Secondo il Ministero della Difesa norvegese, i tre paesi assumeranno una maggiore responsabilità per il monitoraggio dell'attività sottomarina nell'Atlantico del Nord e nell'Artico. L'iniziativa mira a rafforzare la capacità antisommergibile della NATO, a contrastare l'attività sottomarina russa nella regione e, al contempo, a ridurre il carico sulle risorse globali degli Stati Uniti.
Il ministro della difesa norvegese Tore O. Sandvik ha dichiarato in un comunicato stampa del Ministero della Difesa norvegese: "La posizione strategica della Norvegia rende particolarmente importante per noi la capacità di difenderci dai sottomarini ostili. Ciò è fondamentale per la sicurezza della Norvegia e dell'intera alleanza NATO. Stiamo ora rafforzando la capacità difensiva della Norvegia e dell'Europa."

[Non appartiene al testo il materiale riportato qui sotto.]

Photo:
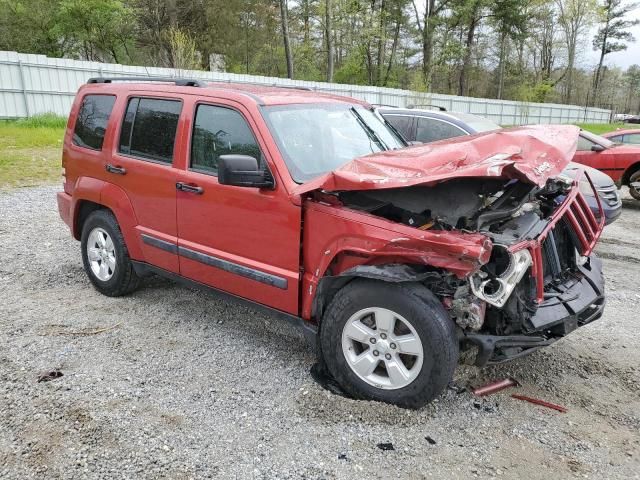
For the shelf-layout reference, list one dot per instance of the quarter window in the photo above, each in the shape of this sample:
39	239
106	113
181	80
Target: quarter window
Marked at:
92	121
149	128
220	131
431	130
402	123
584	145
632	138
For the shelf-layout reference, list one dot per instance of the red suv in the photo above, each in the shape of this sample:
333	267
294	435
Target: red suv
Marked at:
392	258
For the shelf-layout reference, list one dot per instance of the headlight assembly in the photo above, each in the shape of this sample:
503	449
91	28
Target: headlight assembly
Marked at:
496	290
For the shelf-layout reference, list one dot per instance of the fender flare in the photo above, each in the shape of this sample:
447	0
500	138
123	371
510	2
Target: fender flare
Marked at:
115	199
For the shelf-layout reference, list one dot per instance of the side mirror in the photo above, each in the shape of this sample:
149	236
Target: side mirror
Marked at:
242	171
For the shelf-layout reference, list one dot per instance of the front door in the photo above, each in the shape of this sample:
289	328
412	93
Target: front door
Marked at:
142	165
245	241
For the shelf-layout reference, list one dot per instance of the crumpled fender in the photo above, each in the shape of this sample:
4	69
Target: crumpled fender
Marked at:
342	239
532	154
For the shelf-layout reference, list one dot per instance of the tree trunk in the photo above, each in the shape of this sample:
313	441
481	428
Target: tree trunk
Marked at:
427	42
285	37
471	33
503	45
329	39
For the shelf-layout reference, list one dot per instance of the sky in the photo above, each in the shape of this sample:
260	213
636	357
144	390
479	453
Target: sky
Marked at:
622	59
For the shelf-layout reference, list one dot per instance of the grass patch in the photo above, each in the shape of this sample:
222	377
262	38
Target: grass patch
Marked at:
600	128
31	151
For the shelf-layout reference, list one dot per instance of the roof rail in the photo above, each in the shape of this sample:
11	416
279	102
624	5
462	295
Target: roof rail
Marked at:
442	109
258	84
180	82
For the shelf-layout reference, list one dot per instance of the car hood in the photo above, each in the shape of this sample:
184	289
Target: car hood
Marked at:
532	154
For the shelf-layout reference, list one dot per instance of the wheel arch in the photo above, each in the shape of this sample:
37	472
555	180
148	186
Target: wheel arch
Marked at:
91	195
626	176
329	285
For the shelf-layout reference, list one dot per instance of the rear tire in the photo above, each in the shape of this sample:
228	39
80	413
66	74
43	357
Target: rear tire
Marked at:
634	192
406	348
105	256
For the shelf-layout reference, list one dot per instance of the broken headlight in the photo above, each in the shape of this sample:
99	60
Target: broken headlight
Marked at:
496	289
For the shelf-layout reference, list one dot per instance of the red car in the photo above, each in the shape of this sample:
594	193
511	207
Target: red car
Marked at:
391	258
620	162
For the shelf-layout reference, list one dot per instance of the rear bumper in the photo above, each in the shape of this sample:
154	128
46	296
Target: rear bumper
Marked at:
64	208
575	303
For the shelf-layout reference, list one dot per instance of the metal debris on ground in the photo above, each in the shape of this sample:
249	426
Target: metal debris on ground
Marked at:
48	376
494	387
543	403
386	446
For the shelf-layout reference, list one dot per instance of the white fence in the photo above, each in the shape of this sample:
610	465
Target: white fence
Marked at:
33	84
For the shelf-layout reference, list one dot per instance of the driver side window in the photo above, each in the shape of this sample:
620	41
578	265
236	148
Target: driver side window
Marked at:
220	131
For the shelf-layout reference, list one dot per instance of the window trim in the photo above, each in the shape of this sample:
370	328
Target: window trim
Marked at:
124	115
203	171
418	117
75	124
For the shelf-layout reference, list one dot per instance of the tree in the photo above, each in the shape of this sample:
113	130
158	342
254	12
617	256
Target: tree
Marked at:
98	30
612	34
574	16
285	37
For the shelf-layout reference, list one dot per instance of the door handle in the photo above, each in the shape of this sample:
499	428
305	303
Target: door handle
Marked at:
113	169
185	187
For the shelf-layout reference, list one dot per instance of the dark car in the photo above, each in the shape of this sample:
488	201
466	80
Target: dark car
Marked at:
425	126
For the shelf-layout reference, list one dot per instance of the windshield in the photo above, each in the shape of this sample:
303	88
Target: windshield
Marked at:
592	137
478	124
318	138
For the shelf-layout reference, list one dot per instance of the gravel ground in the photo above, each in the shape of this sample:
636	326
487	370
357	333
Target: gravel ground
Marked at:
173	383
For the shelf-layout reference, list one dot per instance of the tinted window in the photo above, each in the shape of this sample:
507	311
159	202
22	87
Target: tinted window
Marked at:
402	123
149	128
220	131
584	145
92	120
430	130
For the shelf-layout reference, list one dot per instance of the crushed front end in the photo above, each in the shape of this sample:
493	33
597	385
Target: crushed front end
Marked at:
542	281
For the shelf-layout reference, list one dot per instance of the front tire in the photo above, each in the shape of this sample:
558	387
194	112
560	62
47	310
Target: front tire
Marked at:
105	255
390	342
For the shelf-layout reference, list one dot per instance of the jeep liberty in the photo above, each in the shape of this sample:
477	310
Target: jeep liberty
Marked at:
395	258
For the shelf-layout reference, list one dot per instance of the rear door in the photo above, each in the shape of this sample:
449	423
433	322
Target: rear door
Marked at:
245	241
142	165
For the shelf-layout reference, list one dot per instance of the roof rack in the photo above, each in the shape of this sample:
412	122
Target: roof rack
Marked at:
442	109
180	82
275	85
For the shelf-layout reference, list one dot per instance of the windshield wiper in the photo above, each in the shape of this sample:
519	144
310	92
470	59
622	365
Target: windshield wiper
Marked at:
370	131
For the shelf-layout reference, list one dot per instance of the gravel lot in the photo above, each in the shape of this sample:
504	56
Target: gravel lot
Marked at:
173	383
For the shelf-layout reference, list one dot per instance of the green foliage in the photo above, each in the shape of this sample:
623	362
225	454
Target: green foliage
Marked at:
30	150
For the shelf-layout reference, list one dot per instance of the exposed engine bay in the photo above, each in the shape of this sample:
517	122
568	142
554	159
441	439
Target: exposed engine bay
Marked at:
500	299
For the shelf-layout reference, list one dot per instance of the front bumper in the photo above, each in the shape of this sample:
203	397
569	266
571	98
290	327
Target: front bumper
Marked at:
575	303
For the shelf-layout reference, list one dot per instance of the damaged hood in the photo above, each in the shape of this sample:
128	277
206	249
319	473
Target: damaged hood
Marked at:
532	154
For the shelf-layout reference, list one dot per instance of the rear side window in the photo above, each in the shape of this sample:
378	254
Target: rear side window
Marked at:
431	130
149	128
220	131
92	121
402	123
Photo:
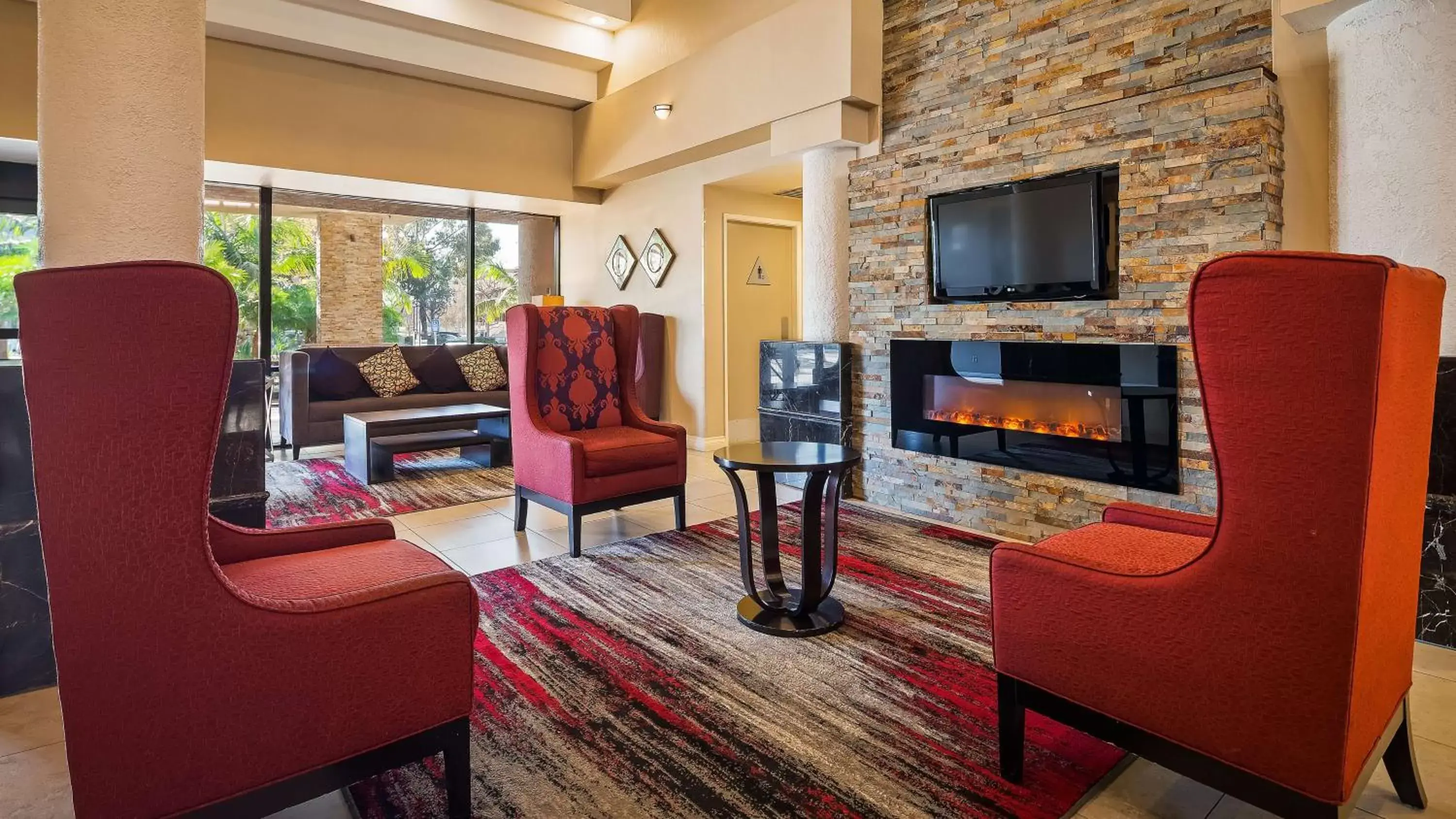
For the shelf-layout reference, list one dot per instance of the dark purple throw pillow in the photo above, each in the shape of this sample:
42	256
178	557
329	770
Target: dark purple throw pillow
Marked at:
331	379
439	373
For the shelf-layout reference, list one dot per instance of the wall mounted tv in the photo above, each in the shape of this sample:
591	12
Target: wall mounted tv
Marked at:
1034	241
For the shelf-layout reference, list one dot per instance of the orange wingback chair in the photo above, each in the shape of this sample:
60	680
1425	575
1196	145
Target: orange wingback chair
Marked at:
209	670
580	440
1266	651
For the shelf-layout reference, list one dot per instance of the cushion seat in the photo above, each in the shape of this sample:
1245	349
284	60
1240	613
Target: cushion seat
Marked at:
615	450
332	576
1119	549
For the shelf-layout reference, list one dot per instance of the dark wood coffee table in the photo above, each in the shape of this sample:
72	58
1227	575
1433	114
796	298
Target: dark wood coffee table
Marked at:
779	610
370	448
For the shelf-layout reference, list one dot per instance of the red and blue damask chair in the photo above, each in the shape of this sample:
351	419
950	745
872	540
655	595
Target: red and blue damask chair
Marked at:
580	441
1264	651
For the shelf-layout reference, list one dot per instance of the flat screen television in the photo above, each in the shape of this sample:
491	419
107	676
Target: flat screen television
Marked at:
1034	241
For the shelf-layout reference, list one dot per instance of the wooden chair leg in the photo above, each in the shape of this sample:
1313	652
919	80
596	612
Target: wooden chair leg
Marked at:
574	533
1012	718
458	770
1400	761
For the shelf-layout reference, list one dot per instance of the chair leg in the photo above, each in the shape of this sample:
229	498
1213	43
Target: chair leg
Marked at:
1012	718
574	531
458	769
1400	763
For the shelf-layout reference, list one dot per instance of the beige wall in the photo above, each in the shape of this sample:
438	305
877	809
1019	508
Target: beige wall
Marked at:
18	63
675	203
1302	65
756	312
727	95
276	110
717	203
335	118
667	31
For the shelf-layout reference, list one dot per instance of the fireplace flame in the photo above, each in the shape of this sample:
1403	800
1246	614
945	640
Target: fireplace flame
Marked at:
1066	429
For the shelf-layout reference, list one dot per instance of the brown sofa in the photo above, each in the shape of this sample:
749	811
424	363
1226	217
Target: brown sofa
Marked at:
305	421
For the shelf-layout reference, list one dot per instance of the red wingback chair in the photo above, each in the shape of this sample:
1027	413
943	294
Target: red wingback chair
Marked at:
580	441
210	670
1266	651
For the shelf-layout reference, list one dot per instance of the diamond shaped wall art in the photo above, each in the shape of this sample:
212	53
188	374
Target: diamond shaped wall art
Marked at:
657	258
621	262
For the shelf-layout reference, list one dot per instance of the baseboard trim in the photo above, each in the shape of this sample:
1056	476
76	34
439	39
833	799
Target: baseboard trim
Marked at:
707	444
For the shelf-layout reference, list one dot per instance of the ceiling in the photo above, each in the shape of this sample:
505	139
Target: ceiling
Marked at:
541	50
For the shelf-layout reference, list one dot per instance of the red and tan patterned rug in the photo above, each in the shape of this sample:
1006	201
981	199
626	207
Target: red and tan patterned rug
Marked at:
319	491
619	684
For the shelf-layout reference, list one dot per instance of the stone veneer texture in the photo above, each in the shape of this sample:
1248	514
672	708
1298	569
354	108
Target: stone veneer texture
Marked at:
1178	94
351	278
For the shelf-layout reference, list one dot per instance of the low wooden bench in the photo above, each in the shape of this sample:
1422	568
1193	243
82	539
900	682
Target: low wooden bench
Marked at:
370	448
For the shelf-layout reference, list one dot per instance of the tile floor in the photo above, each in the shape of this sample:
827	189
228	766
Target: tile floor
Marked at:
478	537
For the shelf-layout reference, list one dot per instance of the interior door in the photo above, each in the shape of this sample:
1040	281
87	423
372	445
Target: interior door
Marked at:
762	305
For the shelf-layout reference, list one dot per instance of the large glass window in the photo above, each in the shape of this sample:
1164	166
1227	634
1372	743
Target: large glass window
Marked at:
426	280
231	246
514	261
356	271
19	252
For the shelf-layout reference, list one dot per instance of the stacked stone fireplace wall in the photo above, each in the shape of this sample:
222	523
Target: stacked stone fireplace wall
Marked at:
1177	94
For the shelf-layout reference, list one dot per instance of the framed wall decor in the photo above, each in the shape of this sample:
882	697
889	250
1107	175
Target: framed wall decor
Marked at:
621	262
657	258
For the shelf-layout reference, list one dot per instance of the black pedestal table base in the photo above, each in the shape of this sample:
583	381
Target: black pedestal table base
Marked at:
775	608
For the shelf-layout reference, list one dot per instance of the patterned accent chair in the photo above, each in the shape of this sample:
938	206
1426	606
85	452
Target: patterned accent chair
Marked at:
1264	651
581	441
206	668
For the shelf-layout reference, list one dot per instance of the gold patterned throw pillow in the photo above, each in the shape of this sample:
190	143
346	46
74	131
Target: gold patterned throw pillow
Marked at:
388	373
482	370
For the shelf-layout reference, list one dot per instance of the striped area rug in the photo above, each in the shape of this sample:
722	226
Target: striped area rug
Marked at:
321	491
619	686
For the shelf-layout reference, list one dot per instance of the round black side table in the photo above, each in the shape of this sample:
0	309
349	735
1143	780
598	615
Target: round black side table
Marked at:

Secondo il comunicato stampa, l'iniziativa si basa sugli accordi di partenariato strategico che la Norvegia ha precedentemente concluso con il Regno Unito (l'accordo di Lunna House) e con la Germania (l'accordo Hansa). La cooperazione comprenderà, tra l'altro, il rafforzamento della sorveglianza, lo sviluppo di capacità congiunte, la pianificazione, le esercitazioni e le operazioni militari comuni.
Sandvik ha aggiunto nel comunicato: "Acquisteremo nuovi sottomarini insieme alla Germania e nuove fregate insieme al Regno Unito. Con la nuova iniziativa odierna, ci leghiamo ancora più strettamente a due dei nostri più importanti alleati europei in un settore di grande rilevanza strategica."